Marcos walked in with a full glass already in hand.
“Father.” Then he shot a what’s-this-about look at Eduardo with “Brother.”
Joaquim poured the old man some cachaça, a Brazilian liquor made from actual sugarcane juice—unlike its poor stepbrother, rum, made from the leftovers of the main sugar removal process. The glass replenished, Joaquim stepped back into the corner. He did his best to blend into the furniture, but he was about as invisible as a water buffalo at the ballet.
Raul Morais sank into the leather chair behind his ornate mahogany desk that sat in front of equally ornate matching bookshelves. The entire study had been bought from the castle of some Portuguese nobleman, in the north of Brazil.
Looking at Raul Morais now, nobody would guess that he was a son of the favelas, the miserable slums of Rio. Or that his father had been one of thesoldados da borracha, “rubber soldiers,” men who’d been taken to the Amazon during World War II to produce rubber. Some said a hundred thousand men had been taken into the rain forest, some said more. Few made it home. Eduardo’s grandfather had been one of the survivors—the toughest of the tough.
His son had taken after him.
By the time Raul Morais was sixteen, he’d thieved, prostituted to rich tourists—both male and female—and killed, in self-defense. By the time he was eighteen, he’d fallen love with a girl, Maria, who’d done all the same things to survive. When, a year later, one of their favela’s famed gangs had beaten Maria to death for poaching on their territory, Raul killed again. This time in a hot fury that left three gang members dead.

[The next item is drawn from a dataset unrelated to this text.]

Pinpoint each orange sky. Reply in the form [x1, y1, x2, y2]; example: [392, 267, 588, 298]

To escape being hunted down, Raul had gone as far as he could from Rio, two thousand miles, up to the Amazon his father had escaped, then up the Rio Negro, up the Içana, and joined a small logging operation.
“Back when I started,” he said now, “going into the rain forest and coming out with whatever you found was still legal. You cut it out—it was yours. You dug it out of the ground—you got to keep it. Not that I ever found anything. Rumors would fly about gold in one river or the other, but I never had any luck with that. I stuck to logging.”
Eduardo exchanged a look with Marcos and leaned against the richly carved column behind him. Sounded like they were in for some serious reminiscing. The old hyena got like this from time to time, usually a precursor to lecturing his sons. First the tale of his long, arduous rise to riches, then his disappointment with his useless sons, who weren’t fit to follow in his footsteps.